The Kumano Kodo Pilgrimage

Situated in the Kii Peninsula of Japan, the Kumano Kodo is a network of ancient pilgrimage trails that have been used by emperors, samurai, and monks for over a thousand years. Designated as a UNESCO World Heritage Site, the Kumano Kodo offers pilgrims the opportunity to explore the sacred mountains and forests of the Kumano region, visit revered Shinto shrines and Buddhist temples, and immerse themselves in Japan’s rich cultural heritage. There are several main routes to choose from, each offering its own unique blend of natural beauty and cultural significance, including the Nakahechi, Kohechi, and Ohechi routes.

The Via Francigena

The Via Francigena is a historic pilgrimage route that stretches from Canterbury in England to Rome, Italy, traversing over 1,200 miles of diverse landscapes and cultural landmarks. Originally established in the Middle Ages as a pilgrimage route to the tomb of St.

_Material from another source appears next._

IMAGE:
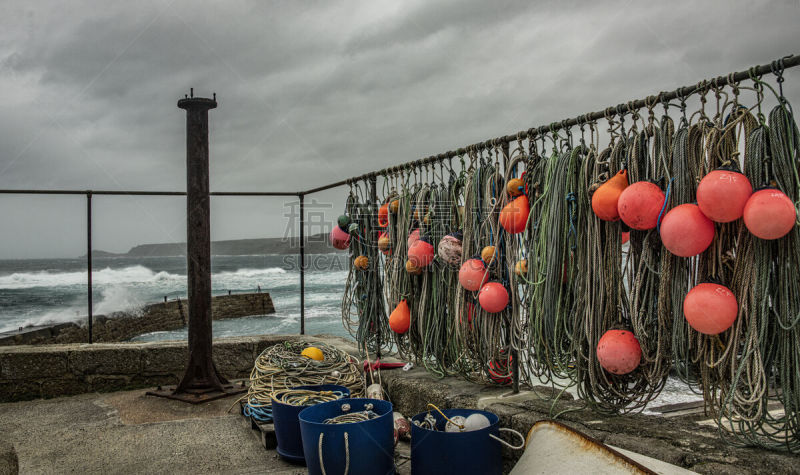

Peter in Rome, the Via Francigena has been rediscovered in recent years by modern-day pilgrims seeking to retrace the footsteps of medieval travelers. Along the way, pilgrims can visit charming medieval towns, awe-inspiring cathedrals, and picturesque countryside, while reflecting on the spiritual significance of their journey and connecting with fellow travelers from around the world.